True story: After graduating college I set off with a dog-eared copy of Anna Karenina in my rucksack, inspired by the character of Kostya Levin, Tolstoy’s alter ego in the celebrated novel, to experience life as a migrant agricultural worker. Kostya’s down-to-earth, heart-over-head morality appealed to me especially after an intellectually challenging senior year at university. I wanted to “get out of my head” and experience a different kind of knowing. And in the orchards of New Hampshire that fall, in the long rows of Galas and Fujis, I was able to experience on my own just the kind of back-to-basics satisfaction Tolstoy described in his novel:
They did row after row. They did long rows and short rows, and rows with good and bad grass. Levin lost all awareness of time and had absolutely no idea whether it was late or early.
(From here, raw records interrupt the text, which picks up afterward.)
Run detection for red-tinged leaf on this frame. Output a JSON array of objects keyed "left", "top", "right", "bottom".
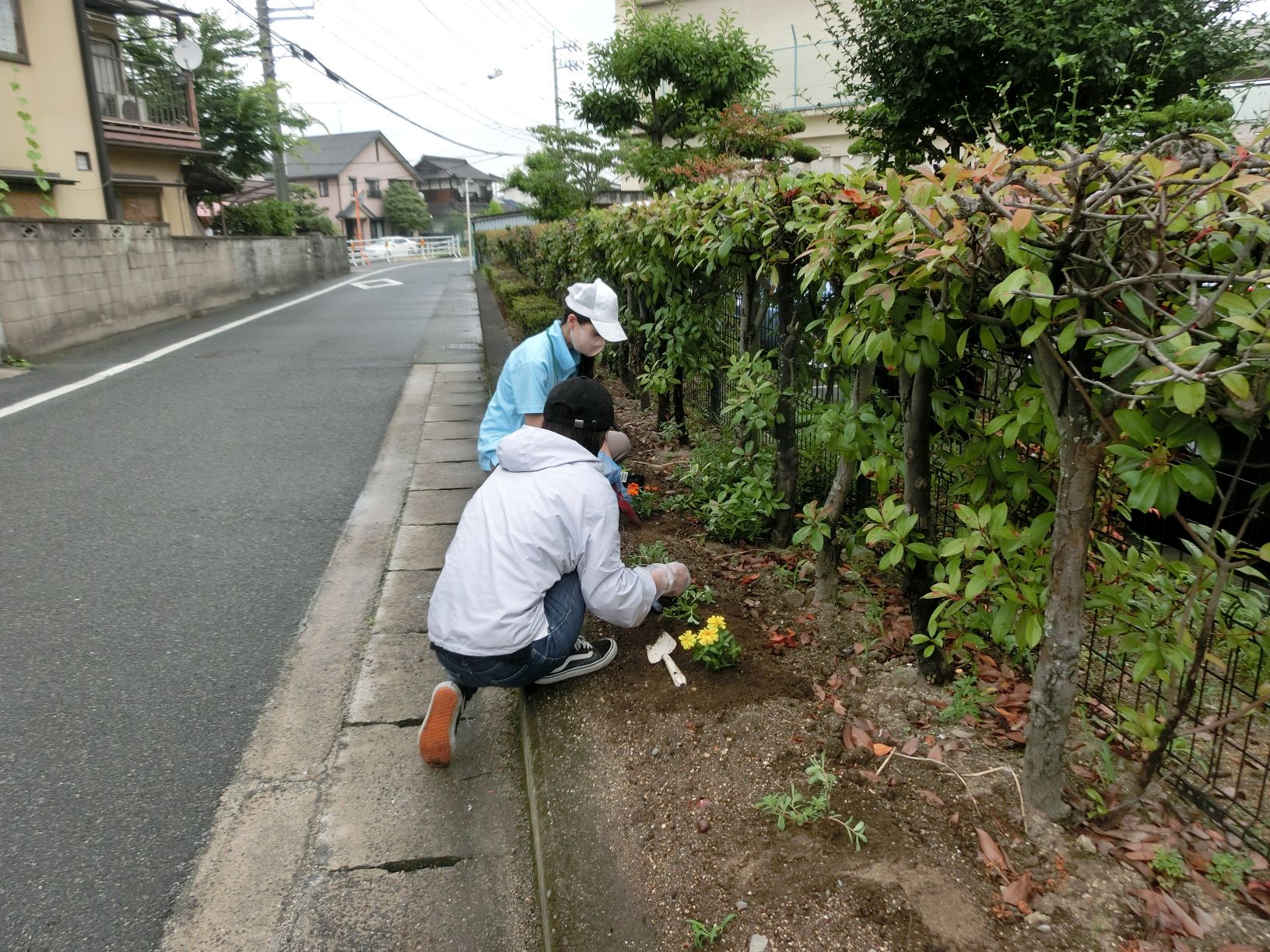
[
  {"left": 1165, "top": 892, "right": 1208, "bottom": 940},
  {"left": 842, "top": 723, "right": 872, "bottom": 749},
  {"left": 1001, "top": 872, "right": 1037, "bottom": 912},
  {"left": 974, "top": 826, "right": 1013, "bottom": 872},
  {"left": 1124, "top": 847, "right": 1158, "bottom": 863}
]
A change had begun to take place in his work now which brought him immense pleasure. There were moments in the middle of his work when he forgot what he was doing and it became easy, and in those moments his row came out almost as evenly and as well as Titus’s. But as soon as he remembered what he was doing, and began trying to do it better, he immediately felt the full difficulty of the work, and his row came out badly.
This scene, as familiar to modern laborers as it would have been to a Russian peasant or a medieval monk, speaks to Tolstoy’s own spiritual dilemma: the sense of not knowing what we know, how much of what we know that gives our lives meaning is inaccessible to reason. This was a big theme in modernity that vexed the great writer, who found himself in that “dark wood,” familiar to those of us in middle age, when many realize that the master narrative that was supposed to make life meaningful — for Tolstoy it was “the superstition of progress,” — has left us cold.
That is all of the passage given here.